To connect to your MotherDuck database, use duckdb.connect("md:my_database_name") which will return a DuckDBPyConnection object that you can use to interact with your database.

import duckdb

# Create connection to your default database
conn = duckdb.connect("md:my_db")

# Run query
conn.sql("CREATE TABLE items (item VARCHAR, value DECIMAL(10, 2), count INTEGER)")
conn.sql("INSERT INTO items VALUES ('jeans', 20.0, 1), ('hammer', 42.2, 2)")
res = conn.sql("SELECT * FROM items")

# Close the connection
conn.close()

Multiple Connections and the Database Instance cache

DuckDB clients in Python, R, JDBC, and ODBC prevent redundant reinitialization by keeping instances of database-global context cached by the database path. Other language APIs are likely to get similar functionality over time.

When connecting to MotherDuck, the instance is cached for an additional 15 minutes after the last connection is closed (see Setting Custom Database Instance Cache TTL for how to override this value). For an application that creates and closes connections frequently, this could provide a significant speedup for connection creation, as the same catalog data can be reused across connections.

This means that only the first of multiple connections to the same database will take the time to load the MotherDuck extension, verify its signature, and fetch the catalog metadata.

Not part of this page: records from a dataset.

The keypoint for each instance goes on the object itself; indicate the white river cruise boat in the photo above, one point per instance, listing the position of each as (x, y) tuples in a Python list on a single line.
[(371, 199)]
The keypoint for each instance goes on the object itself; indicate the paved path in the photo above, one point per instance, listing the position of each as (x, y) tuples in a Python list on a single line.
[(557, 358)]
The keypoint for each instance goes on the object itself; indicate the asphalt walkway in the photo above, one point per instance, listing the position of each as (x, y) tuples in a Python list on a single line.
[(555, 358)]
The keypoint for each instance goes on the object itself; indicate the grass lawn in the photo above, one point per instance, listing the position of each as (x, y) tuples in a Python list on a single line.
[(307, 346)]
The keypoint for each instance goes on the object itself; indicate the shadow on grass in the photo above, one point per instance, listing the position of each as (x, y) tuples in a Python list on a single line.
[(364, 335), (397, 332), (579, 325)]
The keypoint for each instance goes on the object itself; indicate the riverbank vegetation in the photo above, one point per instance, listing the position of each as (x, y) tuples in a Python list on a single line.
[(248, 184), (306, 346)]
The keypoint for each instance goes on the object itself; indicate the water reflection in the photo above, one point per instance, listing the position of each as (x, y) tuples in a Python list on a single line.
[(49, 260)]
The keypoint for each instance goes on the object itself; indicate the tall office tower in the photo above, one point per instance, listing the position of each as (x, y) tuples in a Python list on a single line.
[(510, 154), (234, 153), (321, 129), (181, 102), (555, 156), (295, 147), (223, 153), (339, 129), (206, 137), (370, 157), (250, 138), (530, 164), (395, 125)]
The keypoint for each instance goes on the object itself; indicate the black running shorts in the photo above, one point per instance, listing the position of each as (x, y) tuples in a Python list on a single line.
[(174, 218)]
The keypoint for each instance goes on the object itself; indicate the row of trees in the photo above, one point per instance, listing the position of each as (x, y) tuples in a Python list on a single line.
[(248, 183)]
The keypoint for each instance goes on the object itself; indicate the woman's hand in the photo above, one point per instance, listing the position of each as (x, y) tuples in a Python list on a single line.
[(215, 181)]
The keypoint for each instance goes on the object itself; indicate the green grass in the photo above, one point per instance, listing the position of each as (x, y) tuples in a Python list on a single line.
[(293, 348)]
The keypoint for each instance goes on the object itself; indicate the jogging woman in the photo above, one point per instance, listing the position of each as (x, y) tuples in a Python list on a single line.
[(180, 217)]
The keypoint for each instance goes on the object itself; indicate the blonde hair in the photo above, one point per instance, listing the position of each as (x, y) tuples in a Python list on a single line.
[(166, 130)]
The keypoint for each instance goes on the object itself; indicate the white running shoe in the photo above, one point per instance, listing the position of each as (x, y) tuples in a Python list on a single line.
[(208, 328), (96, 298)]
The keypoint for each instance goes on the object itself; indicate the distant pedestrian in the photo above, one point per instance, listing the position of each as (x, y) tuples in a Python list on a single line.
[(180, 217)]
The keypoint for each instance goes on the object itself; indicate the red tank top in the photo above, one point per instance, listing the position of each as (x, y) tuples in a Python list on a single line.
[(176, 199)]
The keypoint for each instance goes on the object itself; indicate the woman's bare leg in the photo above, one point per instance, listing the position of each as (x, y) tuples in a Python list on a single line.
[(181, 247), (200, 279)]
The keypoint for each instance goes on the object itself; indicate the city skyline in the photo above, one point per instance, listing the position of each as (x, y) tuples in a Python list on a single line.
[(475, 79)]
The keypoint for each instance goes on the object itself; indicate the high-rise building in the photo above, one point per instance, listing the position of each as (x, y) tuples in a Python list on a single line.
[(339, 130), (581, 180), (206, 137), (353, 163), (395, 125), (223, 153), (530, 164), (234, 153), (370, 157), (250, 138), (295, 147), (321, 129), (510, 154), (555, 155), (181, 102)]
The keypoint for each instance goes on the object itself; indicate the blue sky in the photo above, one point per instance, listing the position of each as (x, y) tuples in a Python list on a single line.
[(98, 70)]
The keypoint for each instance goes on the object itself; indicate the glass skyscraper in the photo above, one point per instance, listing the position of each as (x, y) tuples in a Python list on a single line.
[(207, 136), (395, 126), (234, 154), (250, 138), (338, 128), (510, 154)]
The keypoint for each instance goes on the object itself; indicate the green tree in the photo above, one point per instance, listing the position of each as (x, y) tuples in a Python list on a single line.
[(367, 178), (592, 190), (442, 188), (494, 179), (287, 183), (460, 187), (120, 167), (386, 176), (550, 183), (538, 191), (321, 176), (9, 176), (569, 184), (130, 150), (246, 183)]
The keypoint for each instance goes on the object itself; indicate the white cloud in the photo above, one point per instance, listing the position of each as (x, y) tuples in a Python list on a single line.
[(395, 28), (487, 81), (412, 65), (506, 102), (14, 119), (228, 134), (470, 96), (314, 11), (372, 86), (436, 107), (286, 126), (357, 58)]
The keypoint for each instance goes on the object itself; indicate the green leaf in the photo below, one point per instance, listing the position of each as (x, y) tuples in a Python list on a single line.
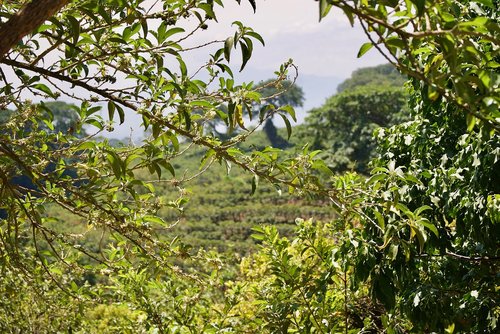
[(289, 110), (246, 53), (324, 8), (364, 49), (111, 110), (488, 3), (255, 183), (429, 226), (44, 88), (256, 36), (228, 45)]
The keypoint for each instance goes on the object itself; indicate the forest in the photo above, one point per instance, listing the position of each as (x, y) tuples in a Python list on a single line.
[(380, 213)]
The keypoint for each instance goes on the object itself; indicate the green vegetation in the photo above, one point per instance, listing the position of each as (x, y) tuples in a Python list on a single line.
[(155, 237)]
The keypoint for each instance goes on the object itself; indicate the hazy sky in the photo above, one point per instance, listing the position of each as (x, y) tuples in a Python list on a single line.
[(325, 52), (291, 29)]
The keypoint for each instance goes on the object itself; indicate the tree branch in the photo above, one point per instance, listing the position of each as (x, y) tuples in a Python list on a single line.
[(25, 21)]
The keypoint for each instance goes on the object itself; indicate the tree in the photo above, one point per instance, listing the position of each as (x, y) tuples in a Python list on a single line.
[(343, 127), (278, 94), (428, 215), (412, 235)]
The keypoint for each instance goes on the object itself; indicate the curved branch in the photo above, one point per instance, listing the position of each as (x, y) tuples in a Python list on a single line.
[(25, 21)]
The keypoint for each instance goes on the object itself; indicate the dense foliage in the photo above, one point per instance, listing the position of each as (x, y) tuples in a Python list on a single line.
[(92, 244), (343, 126)]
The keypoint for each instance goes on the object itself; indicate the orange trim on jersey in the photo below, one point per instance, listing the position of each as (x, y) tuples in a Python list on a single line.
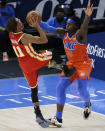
[(32, 87)]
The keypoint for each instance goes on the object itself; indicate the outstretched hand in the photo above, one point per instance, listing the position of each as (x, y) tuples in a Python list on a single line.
[(33, 22), (88, 11)]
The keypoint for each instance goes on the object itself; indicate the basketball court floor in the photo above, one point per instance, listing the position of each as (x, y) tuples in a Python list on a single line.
[(16, 110)]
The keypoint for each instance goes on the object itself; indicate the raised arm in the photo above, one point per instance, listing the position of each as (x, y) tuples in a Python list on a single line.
[(27, 38), (51, 29), (82, 34)]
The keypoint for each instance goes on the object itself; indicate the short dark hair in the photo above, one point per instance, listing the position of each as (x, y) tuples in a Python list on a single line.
[(77, 20), (11, 25)]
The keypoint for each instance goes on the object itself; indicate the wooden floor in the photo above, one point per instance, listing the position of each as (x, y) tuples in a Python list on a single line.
[(23, 119)]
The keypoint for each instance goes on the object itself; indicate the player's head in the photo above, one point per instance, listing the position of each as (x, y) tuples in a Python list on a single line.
[(14, 25), (73, 23), (59, 14)]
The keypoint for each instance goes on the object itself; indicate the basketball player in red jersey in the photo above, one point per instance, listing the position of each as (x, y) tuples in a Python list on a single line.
[(78, 61), (29, 60)]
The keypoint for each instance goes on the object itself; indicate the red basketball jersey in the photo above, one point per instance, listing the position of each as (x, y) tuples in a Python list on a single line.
[(29, 60)]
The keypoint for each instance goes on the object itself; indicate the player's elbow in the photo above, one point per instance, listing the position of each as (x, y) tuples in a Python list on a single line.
[(43, 41)]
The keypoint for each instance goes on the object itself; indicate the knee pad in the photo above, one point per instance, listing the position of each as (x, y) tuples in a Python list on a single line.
[(61, 90), (34, 94)]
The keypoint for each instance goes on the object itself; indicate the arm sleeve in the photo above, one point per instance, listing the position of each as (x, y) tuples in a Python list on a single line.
[(47, 28)]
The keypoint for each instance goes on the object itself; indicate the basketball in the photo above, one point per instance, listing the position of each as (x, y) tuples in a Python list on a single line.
[(34, 14)]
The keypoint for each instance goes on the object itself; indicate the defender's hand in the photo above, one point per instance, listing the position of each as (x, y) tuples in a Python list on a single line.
[(88, 11)]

con1 = duckdb.connect("md:my_db")	// MotherDuck catalog fetched
con2 = duckdb.connect("md:my_db") // MotherDuck catalog reused

For language APIs that do not yet have a database instance cache, reusing the same database instance will prevent redundant reinitialization:

const db = await DuckDBInstance.create('md:my_db', (err) => { /* ... */ });

const con1 = await db.connect();
const con2 = await db.connect();

Setting Custom Database Instance Cache Time (TTL)

By default, connections to MotherDuck established through the database instance caching supporting DuckDB APIs will reuse the same database instance for 15 minutes after the last connection is closed. In some cases, you may want to make that period longer (to avoid the redundant reinitialization) or shorter (to connect to the same database with a different configuration).

The database TTL value can be set either at the initial connection time, or by using the SET command at any point. Any valid DuckDB Instant part specifiers can be used for the TTL value, for example '5s', '3m', or '1h'.

con = duckdb.connect("md:my_db?dbinstance_inactivity_ttl=1h")
con.close()

# different database connection string (without `?dbinstance_inactivity_ttl=1h`), no instance cached; TTL is 15 minutes (default)
con2 = duckdb.connect("md:my_db")

# allow the database instance to expire immediately
con2.execute("SET motherduck_dbinstance_inactivity_ttl='0s'")

# the database instance can only expire after the last connection is closed
con2.close()

# new database instance with a new TTL (the 15 minute default)
con3 = duckdb.connect("md:my_db")
con3.close()

# the last TTL for this database was 15 minutes; the cached database instance will be reused
con4 = duckdb.connect("md:my_db")

Connect to multiple databases

If you need to connect to MotherDuck and run one or more queries in succession on the same account, you can use a single database connection. If you want to connect to another database in the same account, you can either reuse the same connection, or create copies of the connection.

If you need to connect to multiple databases, you can either directly reuse the same DuckDBPyConnection instance, or create copies of the connection using the .cursor() method.

note

FROM <table name> is a shorthand version of SELECT * FROM <table name>.

Example 1: Reuse the same DuckDB Connection

To connect to different databases in the same MotherDuck account, you can use the same connection object and simply fully qualify the names of the tables in your query.

conn = duckdb.connect("md:my_db")

res1 = conn.sql("FROM my_db1.main.tbl")
res2 = conn.sql("FROM my_db2.main.tbl")
res3 = conn.sql("FROM my_db3.main.tbl")

conn.close()

Example 2: Create copies of the initial DuckDB Connection

conn.cursor() returns a copy of the DuckDB connection, with a reference to the existing DuckDB database instance. Closing the original connection also closes all associated cursors.

conn = duckdb.connect("md:my_db")

cur1 = conn.cursor()
cur2 = conn.cursor()
cur3 = conn.cursor()

cur1.sql("USE my_db1")
cur2.sql("USE my_db2")
cur3.sql("USE my_db3")

res = []
for cur in [cur1, cur2, cur3]:
res.append(cur.sql("SELECT * FROM tbl"))

# This closes the original DuckDB connection and all cursors
conn.close()
note

duckdb.connect(path) creates and caches a DuckDB instance. Subsequent calls with the same path reuse this instance. New connections to the same instance are independent, similar to conn.cursor(), but closing one doesn't affect others. To create a new instance instead of using the cached one, make the path unique (e.g., md:my_db?user=<unique ID>).

Example 3: Create multiple connections

You can also create multiple connections to the same MotherDuck account using different DuckDB instances. However, keep in mind that each connection takes time to establish, and if connection times are an important factor for your application, it might be beneficial to consider Example 1 or Example 2.

note

If you need to run queries on separate connections in quick succession, instead of opening and closing a connection for every query, we recommend using a Connection Pool (Python, JDBC or NodeJS).

conn1 = duckdb.connect("md:my_db1")
conn2 = duckdb.connect("md:my_db2")
conn3 = duckdb.connect("md:my_db3")

res1 = conn1.sql("SELECT * FROM tbl")
res2 = conn2.sql("SELECT * FROM tbl")
res3 = conn3.sql("SELECT * FROM tbl")

conn1.close()
conn2.close()
conn3.close()